When Pigafetta, one of the eighteen survivors of the original 270-odd crew members who had set out from the Spanish port of San Lúcar de Barrameda in September 1519, nearly three years later sighted the Cape Verde Islands, he noted:
“On Wednesday, the ninth of July , we arrived at one these islands named Santiago, where we immediately sent the boat ashore to obtain provisions. [...] And we charged our men in the boat that, when they were ashore, they should ask what day it was. They were answered that to the Portuguese it was Thursday, at which they were much amazed, for to us it was Wednesday, and we knew not how we had fallen into error. For every day I, being always in health, had written down each day without any intermission. But, as we were told since, there had been no mistake, for we had always made our voyage westward and had returned to the same place of departure as the sun, wherefore the long voyage had brought the gain of twenty-four hours, as is clearly seen.”

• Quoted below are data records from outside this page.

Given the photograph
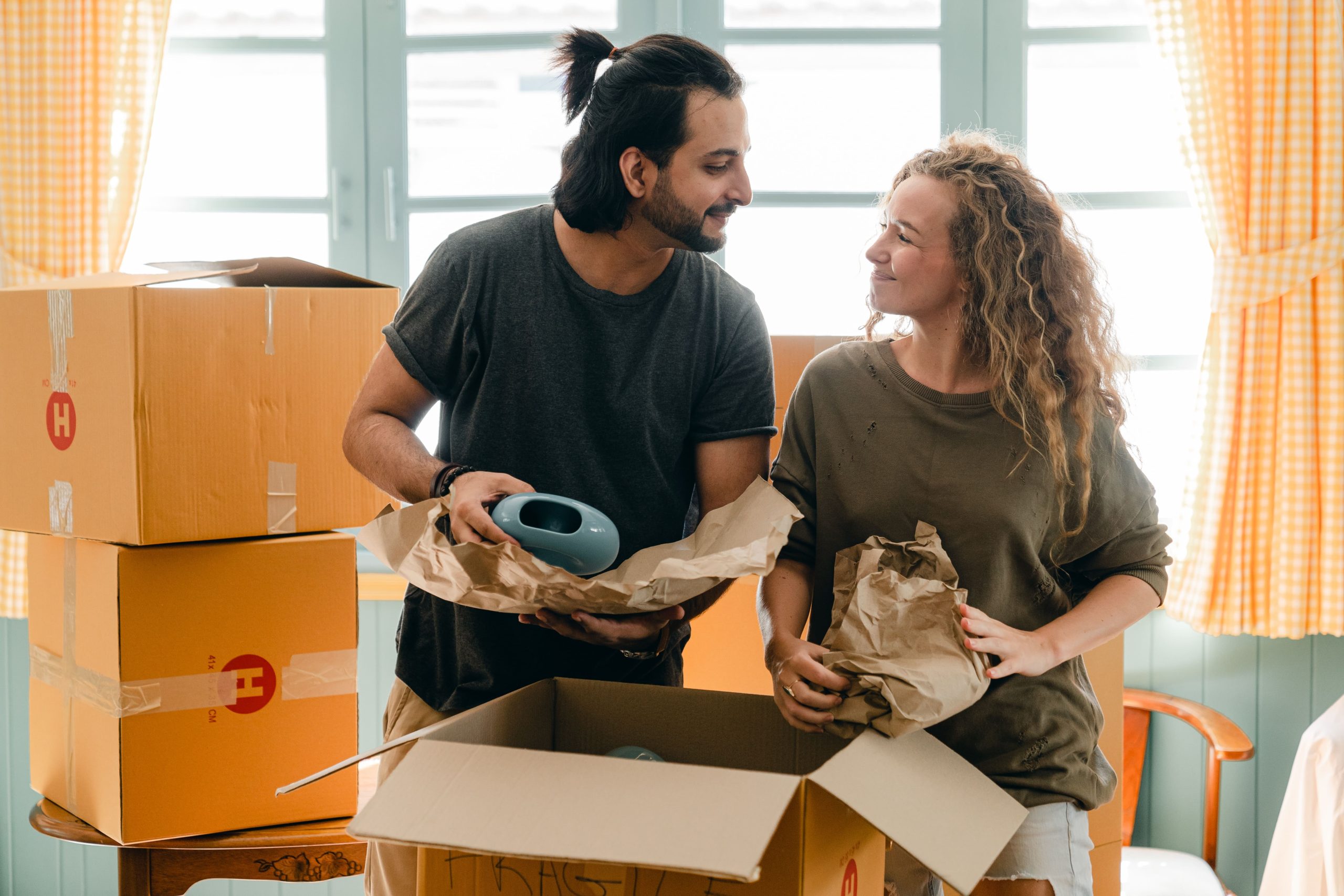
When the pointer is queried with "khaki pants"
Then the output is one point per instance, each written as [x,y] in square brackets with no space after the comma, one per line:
[390,870]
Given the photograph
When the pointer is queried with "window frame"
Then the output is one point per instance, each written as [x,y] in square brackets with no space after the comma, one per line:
[342,47]
[983,61]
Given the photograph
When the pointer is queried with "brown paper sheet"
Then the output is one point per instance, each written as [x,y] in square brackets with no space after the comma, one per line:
[742,537]
[896,633]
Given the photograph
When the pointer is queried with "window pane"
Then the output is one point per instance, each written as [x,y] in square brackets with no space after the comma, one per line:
[1160,425]
[1159,270]
[164,237]
[239,125]
[805,267]
[246,19]
[1084,14]
[486,16]
[853,138]
[831,14]
[484,123]
[430,229]
[1102,117]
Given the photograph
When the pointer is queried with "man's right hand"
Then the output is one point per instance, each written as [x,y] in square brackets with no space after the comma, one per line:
[474,495]
[796,667]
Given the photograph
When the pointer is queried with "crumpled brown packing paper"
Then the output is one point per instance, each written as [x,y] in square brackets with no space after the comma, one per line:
[742,537]
[896,632]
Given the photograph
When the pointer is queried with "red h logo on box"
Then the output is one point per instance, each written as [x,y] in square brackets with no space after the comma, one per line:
[253,681]
[61,419]
[850,887]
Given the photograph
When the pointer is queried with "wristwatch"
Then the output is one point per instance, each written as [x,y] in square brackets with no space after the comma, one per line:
[444,479]
[648,655]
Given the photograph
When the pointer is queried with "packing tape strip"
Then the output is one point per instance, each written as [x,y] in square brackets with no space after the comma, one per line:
[281,498]
[61,508]
[270,320]
[123,699]
[61,324]
[68,662]
[319,675]
[308,675]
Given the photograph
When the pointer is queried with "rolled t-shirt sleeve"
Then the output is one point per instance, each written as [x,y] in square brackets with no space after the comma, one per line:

The story of the ‘lost day’ experienced by Magellan’s crew was also transmitted in a different version by Pietro Martire d’Anghiera (1457-1526), who learned of their account at the court of Charles V in Valladolid, in the third decade of his De orbe novo decades (1530). This passage was translated by Richard Eden in The Decades of the Newe Worlde or West India (1555) as:
“And amonge other notable thynges by hym [Pietro Martire d’Anghiera] wrytten as touchynge that vyage, this is one, that the Spanyardes hauynge sayled abowt three yeares and one moneth, and the most of them notynge the dayes, day by day (as is the maner of all them that sayle by the Ocean) they founde when they were returned to Spayne, that they had loste one day. So that at theyr arryuall at the porte of Siuile [Seville] beinge the seventh day of September, was by theyr accompt but the sixth day. And where as Don Peter Martyr declared the strange effecte of this thynge to a certeyne excellente man [Gaspari Contarini of Venice] who for his singuler lernynge was greately aduaunced to honoure in his common welthe and made Themperours ambassadoure, this woorthy gentelman who was also a greate Philosopher and Astronomer, answered that it coulde not otherwyse chaunce unto them hauynge sayled three years continually, euer folowynge the soonne towards the West. And sayde furthermore that they of owlde tyme obserued that all suche as sayled behinde the soonne towarde the West, dyd greatly lenghten the day.”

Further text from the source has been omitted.